PROTOCOLE A LA CHARTE AFRICAINE DES DROITS DE L’HOMME ET DES PEUPLES RELATIF AUX DROITS DES FEMMES EN AFRIQUE.

I.  Le Protocole de Maputo un instrument juridique salutaire pour l’Afrique.

Le Protocole de Maputo est un instrument juridique qui, mit effectivement en œuvre, permet de lutter efficacement contre toutes sortes de discriminations et violences faites aux femmes en Afrique.

Le Protocole de Maputo a été adopté par la « Conférence de l’Union Africaine » à Maputo, la capitale du Mozambique, le 11 juillet 2003. Le titre officiel du document est « Protocole à la Charte Africaine des Droits de l’Homme et des Peuples relatif aux droits des Femmes en Afrique. »

Comparativement à la Convention des Nations Unies sur l’élimination de toutes les formes de discrimination à l’égard des femmes (CEDEF) qui est un instrument juridique des droits des femmes plus complet au niveau international, le Protocole de Maputo affirme spécifiquement les droits des femmes et des filles en Afrique.

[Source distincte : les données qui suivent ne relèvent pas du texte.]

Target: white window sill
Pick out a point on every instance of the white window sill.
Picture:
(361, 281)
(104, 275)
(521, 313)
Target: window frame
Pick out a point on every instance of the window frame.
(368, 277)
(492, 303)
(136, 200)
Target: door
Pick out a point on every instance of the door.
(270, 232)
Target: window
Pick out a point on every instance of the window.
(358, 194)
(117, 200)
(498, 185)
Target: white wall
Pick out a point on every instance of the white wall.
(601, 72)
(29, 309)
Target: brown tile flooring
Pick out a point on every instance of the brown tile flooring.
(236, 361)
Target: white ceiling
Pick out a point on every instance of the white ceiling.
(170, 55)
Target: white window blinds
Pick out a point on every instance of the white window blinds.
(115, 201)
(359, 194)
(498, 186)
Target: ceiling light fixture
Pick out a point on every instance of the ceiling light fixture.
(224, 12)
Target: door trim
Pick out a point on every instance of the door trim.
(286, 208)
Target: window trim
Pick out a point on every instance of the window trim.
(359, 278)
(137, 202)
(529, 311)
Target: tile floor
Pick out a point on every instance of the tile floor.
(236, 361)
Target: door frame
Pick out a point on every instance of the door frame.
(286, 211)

Le Protocole de Maputo vient compléter la Charte africaine des droits de l’Homme et des peuples adoptée le 27 juin 1981 à Nairobi au Kenya par la Conférence de l’Organisation de l’Unité Africaine (OUA). Cette Charte prend en compte les « traditions historiques et les valeurs de la civilisation africaine » en insistant notamment sur le droit des peuples à disposer d’eux-mêmes, tout en accordant également une grande place à la famille.

C’est consciemment et librement qu’en juin 1995 à Addis-Abeba en Ethiopie, la Conférence des chefs d’Etat et de gouvernement de l’Organisation de l’Unité Africaine (OUA) entérinent (acceptent) la recommandation de la Commission africaine des droits de l’homme et des peuples d’élaborer un protocole sur les droits de la femme en Afrique.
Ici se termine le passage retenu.